Réinsertion socioprofessionnelle : 150 détenus formés au métier du BTP

Faciliter une réinsertion sociale des détenus dans la société dès leur sortie, c’est l’objectif visé à travers la formation en génie civil bâtiment et travaux publics (BTP), organisé au profit des jeunes détenus de la Maison d’arrêt et de correction de Ouagadougou (MACO). La cérémonie officielle de lancement de ladite formation placée sous le patronage du ministre de la Justice, des Droits et de la Promotion civique, Garde des Sceaux et la présidence du ministre de la Jeunesse, de la formation et de l’insertion professionnelles s’est déroulée ce mardi 21 février 2017 à la MACO.

Au total cent-cinquante jeunes détenus à la Maison d’arrêt et de correction de Ouagadougou (MACO) seront formés en génie civil Bâtiment et travaux publics (BTP). Selon le vice-directeur de la MACO, inspecteur Tiéné Bavrou les critères de sélection des détenus en partance pour la formation sont : les détenus qui ont un niveau 4e et faisant preuve d’une bonne discipline dans la prison et ceux qui sont à un pas de libération. Il a aussi ajouté que l’âge est compris entre dix-huit et trente ans. La durée de la formation est de neuf mois à l’issue de laquelle une attestation de fin de formation sera remise à chaque détenu, a souligné le directeur de l’Institut Supérieur de l’Eau, du bâtiment et de l’Energie, Monsieur Kabore. Il a également souligné que la formation se déroulera dans l’enceinte de la MACO et les détenus seront répartis en trois groupes de cinquante (50) pour faciliter le cours théoriques et pratiques.

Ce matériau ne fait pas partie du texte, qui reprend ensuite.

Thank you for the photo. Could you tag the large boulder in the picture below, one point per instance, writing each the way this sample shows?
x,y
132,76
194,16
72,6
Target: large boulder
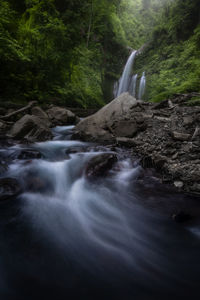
x,y
61,116
30,128
116,119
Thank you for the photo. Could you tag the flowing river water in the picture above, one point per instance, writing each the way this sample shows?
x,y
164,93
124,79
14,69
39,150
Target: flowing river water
x,y
68,238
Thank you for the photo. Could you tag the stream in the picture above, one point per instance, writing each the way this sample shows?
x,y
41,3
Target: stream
x,y
68,238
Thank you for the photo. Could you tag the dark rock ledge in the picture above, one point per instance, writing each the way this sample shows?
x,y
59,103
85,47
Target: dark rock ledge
x,y
165,136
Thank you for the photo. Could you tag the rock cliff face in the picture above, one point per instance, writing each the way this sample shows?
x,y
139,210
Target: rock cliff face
x,y
166,136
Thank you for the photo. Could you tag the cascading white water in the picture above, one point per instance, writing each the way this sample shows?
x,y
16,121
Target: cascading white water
x,y
115,89
142,86
132,89
68,233
125,79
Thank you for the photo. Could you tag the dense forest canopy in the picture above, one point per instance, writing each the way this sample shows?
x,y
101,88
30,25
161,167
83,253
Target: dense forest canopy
x,y
71,51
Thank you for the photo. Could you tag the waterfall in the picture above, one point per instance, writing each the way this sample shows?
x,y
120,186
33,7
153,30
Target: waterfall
x,y
125,79
142,86
115,89
132,89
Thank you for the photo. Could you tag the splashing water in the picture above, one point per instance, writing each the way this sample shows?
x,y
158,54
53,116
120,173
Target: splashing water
x,y
73,238
125,79
142,86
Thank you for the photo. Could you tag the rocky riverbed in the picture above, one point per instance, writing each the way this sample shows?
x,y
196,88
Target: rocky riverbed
x,y
165,136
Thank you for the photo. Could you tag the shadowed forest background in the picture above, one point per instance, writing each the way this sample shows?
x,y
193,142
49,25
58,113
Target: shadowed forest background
x,y
71,52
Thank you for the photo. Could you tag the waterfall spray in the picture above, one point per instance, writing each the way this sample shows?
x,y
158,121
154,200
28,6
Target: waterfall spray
x,y
142,86
125,79
132,89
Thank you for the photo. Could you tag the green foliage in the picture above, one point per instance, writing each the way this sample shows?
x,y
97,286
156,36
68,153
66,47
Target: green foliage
x,y
58,49
172,58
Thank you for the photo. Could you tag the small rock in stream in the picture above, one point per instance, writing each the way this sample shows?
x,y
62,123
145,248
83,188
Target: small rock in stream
x,y
100,165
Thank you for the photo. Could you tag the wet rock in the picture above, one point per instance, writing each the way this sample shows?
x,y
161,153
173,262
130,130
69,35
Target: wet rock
x,y
116,119
30,128
181,136
100,165
178,184
61,116
181,217
3,168
9,188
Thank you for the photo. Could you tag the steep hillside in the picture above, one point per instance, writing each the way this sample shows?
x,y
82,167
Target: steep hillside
x,y
172,56
59,51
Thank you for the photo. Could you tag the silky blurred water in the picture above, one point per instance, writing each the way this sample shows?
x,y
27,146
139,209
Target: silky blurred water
x,y
68,238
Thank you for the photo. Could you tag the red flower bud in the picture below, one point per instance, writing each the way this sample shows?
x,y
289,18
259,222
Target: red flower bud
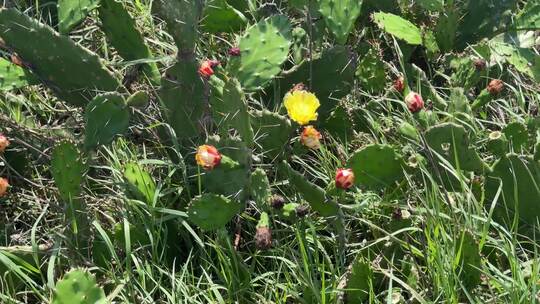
x,y
4,143
208,157
399,84
4,185
235,51
310,137
414,102
344,178
207,68
495,87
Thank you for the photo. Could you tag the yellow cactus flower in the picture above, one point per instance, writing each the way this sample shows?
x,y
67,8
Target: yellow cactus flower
x,y
301,106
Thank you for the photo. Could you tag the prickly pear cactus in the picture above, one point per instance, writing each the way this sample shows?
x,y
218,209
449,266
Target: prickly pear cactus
x,y
272,131
219,16
340,16
313,194
211,211
377,166
371,72
106,116
400,28
13,76
182,18
140,182
520,177
230,109
120,29
72,72
265,47
73,12
451,142
332,77
260,188
78,287
67,168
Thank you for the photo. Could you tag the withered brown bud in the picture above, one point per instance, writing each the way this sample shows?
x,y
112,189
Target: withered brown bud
x,y
495,87
302,210
263,238
277,201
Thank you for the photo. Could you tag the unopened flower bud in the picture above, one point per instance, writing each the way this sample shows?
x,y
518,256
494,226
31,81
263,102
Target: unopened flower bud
x,y
207,157
344,178
310,137
414,102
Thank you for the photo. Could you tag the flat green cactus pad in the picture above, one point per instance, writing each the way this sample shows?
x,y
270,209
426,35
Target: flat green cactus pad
x,y
211,211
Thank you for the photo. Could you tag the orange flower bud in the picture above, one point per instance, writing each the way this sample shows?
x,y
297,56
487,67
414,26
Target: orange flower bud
x,y
399,84
208,157
206,69
310,137
344,178
414,102
4,185
4,143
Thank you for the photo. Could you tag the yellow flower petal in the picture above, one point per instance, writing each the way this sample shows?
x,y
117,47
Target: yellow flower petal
x,y
301,106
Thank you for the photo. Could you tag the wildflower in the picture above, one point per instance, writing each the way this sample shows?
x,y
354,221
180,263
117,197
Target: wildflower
x,y
495,87
301,105
414,102
234,52
344,178
4,185
208,157
310,137
4,143
207,68
399,84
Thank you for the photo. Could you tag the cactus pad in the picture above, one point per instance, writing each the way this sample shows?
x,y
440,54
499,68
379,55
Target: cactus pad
x,y
13,76
72,72
78,287
451,141
106,117
377,166
211,211
140,182
400,28
73,12
120,29
265,47
340,16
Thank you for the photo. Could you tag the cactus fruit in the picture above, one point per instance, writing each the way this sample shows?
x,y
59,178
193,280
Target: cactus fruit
x,y
331,80
140,183
313,194
520,177
106,116
72,72
182,96
517,135
120,29
219,16
377,166
451,142
13,76
265,47
182,18
73,12
78,287
400,28
272,131
340,16
211,211
230,109
260,188
370,72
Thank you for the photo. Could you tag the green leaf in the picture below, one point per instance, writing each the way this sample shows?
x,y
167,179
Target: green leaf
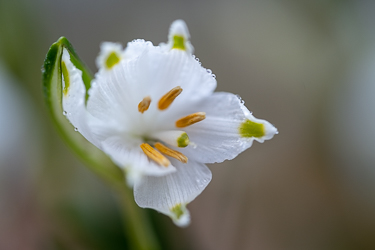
x,y
94,158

L’objectif visé par cette formation est de redonner les rudiments nécessaires aux jeunes détenus afin qu’ils soient compétitifs sur le marché de l’emploi et apte à s’auto-employer. A indiqué le chef de la MACO avant d’ajouter que cette formation non seulement favorisera leur insertion socio-professionnelle et partant, lutter contre la récidive mais surtout de réduire la délinquance. Prenant, la porale lors de la cérémonie, le représentant du ministre de la justice, Yogo Geofroy, a encourager l’initiative de cette formation tout en soulignant que cette formation en BTP est considérée comme l’un des moyens de favoriser la réinsertion et l’acquisition des compétences qui aiderons les détenus à se construire une vie meilleure après leurs libération.
Les bénéficiaires de cette formation n’ont pas manqué des mots pour remercier les autorités et les initiateurs de ce projet. Ainsi, la représentante des bénéficiaire dont l’identité nous a été formellement interdit de publier a affirmé : « nous sommes heureux, et nous disons merci aux autorités pour l’occasion qu’elles nous offrent d’apprendre les métiers du BTP, car cela n’arrive pas tous les temps, parce que le plus souvent nous sommes les laissés pour compte, les oubliés. Nous remercions également toutes les personnes qui nous soutiennent moralement, matériellement et financièrement ». Cependant, les détenus n’ont non plus manqué de doléances a porté aux autorités. Sur ceux, ils ont souhaité qu’après cette formation, qu’il ait un suivi-évaluation des apprenants pour de meilleurs rendements. Ils ont souhaité également qu’à la fin de cette formation, qu’ils aient un appui financier afin de pouvoir s’installer à leur propre compte, car toujours selon eux, après la prison le monde extérieur devient un monde particulier pour ne pas dire « agressif ». Et l’adaptation n’est toujours pas facile, a-t-elle conclu.
En rappel, le Fond d’appui à la formation professionnelle et à l’apprentissage est l’un des instruments de mise en œuvre de la politique gouvernementale en matière de formation professionnelle et fonde son action dans la politique Nationale d’enseignement et de formation technique et professionnelle (PN-EFTP). Il est placé sous la tutelle technique du ministère de la Jeunesse, de la Formation et de l’Insertion professionnelle (MJFIP) et la tutelle financière du ministère de l’Economie, des Finances et du Développement qui par ailleurs a financé ce projet de formation à hauteur de 123 650 000 FCFA au profit de 300 jeunes dont la MACO a bénéficié de la moitié. Les bénéficiaires de la formation sont non seulement les détenus de la MACO mais également d’autres jeunes burkinabé qui seront connus dans les jours à venir.